Voice analysis is the study of speech sounds for purposes other than linguistic content, such as in speech recognition. Such studies include mostly medical analysis of the voice i.e. phoniatrics, but also speaker identification. More controversially, some believe that the truthfulness or emotional state of speakers can be determined using Voice Stress Analysis or Layered Voice Analysis.
Analysis methods
Voice problems that require voice analysis most commonly originate from the vocal folds or the laryngeal musculature that controls them, since the folds are subject to collision forces with each vibratory cycle and to drying from the air being forced through the small gap between them, and the laryngeal musclature is intensely active during speech or singing and is subject to tiring. However, dynamic analysis of the vocal folds and their movement is physically difficult. The location of the vocal folds effectively prohibits direct, invasive measurement of movement. Less invasive imaging methods such as x-rays or ultrasounds do not work because the vocal cords are surrounded by cartilage which distort image quality. Movements in the vocal cords are rapid, fundamental frequencies are usually between 80 and 300 Hz, thus preventing usage of ordinary video. Stroboscopic, and high-speed videos provide an option but in order to see the vocal folds, a fiberoptic probe leading to the camera has to be positioned in the throat, which makes speaking difficult. In addition, placing objects in the pharynx usually triggers a gag reflex that stops voicing and closes the larynx. In addition, stroboscopic imaging is only useful when the vocal fold vibratory pattern is closely periodic.
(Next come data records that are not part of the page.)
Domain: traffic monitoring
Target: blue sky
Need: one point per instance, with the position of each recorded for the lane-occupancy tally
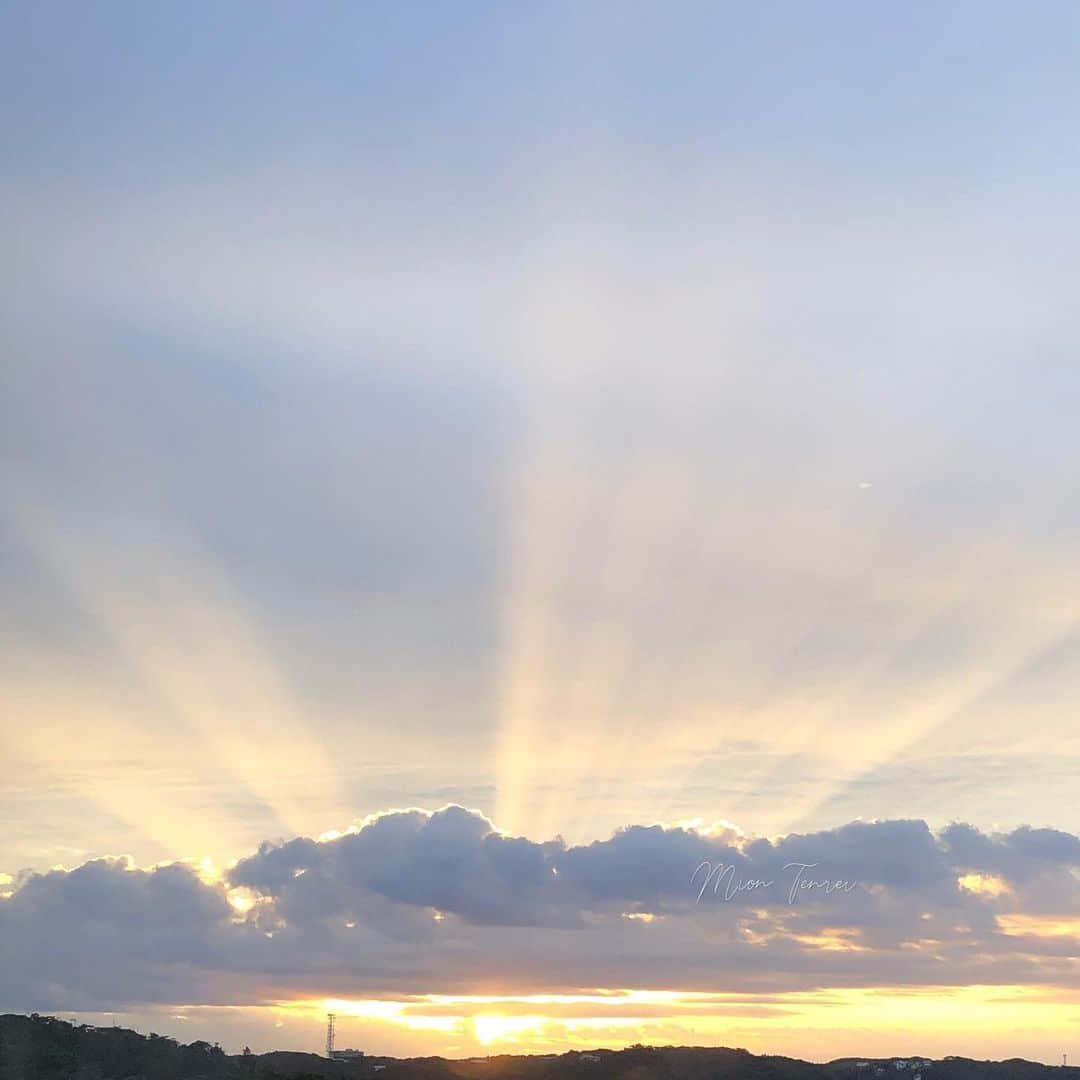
(591, 415)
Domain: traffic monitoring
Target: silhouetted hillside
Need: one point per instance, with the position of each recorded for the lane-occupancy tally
(43, 1048)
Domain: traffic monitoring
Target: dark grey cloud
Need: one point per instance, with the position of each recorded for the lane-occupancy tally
(418, 902)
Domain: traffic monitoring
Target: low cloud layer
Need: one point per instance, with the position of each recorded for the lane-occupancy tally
(414, 902)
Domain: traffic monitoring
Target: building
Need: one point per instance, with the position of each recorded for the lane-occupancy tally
(346, 1055)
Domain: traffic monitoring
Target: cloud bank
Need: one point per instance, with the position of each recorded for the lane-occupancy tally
(413, 902)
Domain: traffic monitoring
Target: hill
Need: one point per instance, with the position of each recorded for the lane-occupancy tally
(43, 1048)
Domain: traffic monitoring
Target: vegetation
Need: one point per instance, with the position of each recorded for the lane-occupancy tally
(43, 1048)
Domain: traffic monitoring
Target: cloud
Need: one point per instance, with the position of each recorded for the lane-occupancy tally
(418, 902)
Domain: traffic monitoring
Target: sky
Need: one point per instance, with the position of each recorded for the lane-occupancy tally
(464, 467)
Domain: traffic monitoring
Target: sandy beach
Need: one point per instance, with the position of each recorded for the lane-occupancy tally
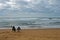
(30, 34)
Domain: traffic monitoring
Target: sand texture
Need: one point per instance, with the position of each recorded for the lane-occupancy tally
(30, 34)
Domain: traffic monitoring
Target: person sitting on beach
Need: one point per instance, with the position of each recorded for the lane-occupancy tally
(18, 29)
(13, 28)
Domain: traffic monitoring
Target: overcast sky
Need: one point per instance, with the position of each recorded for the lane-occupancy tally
(30, 8)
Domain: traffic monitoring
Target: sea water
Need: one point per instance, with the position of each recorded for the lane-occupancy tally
(30, 22)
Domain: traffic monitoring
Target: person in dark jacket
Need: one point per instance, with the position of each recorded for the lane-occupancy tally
(18, 29)
(13, 28)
The most important indirect methods are currently inverse filtering of either microphone or oral airflow recordings and electroglottography (EGG). In inverse filtering, the speech sound (the radiated acoustic pressure waveform, as obtained from a microphone) or the oral airflow waveform from a circumferentially vented (CV) mask is recorded outside the mouth and then filtered by a mathematical method to remove the effects of the vocal tract. This method produces an estimate of the waveform of the glottal airflow pulses, which in turn reflect the movements of the vocal folds. The other kind of noninvasive indirect indication of vocal fold motion is the electroglottography, in which electrodes placed on either side of the subject's throat at the level of the vocal folds record the changes in the conductivity of the throat according to how large a portion of the vocal folds are touching each other. It thus yields one-dimensional information of the contact area. Neither inverse filtering nor EGG are sufficient to completely describe the complex 3-dimensional pattern of vocal fold movement, but can provide useful indirect evidence of that movement.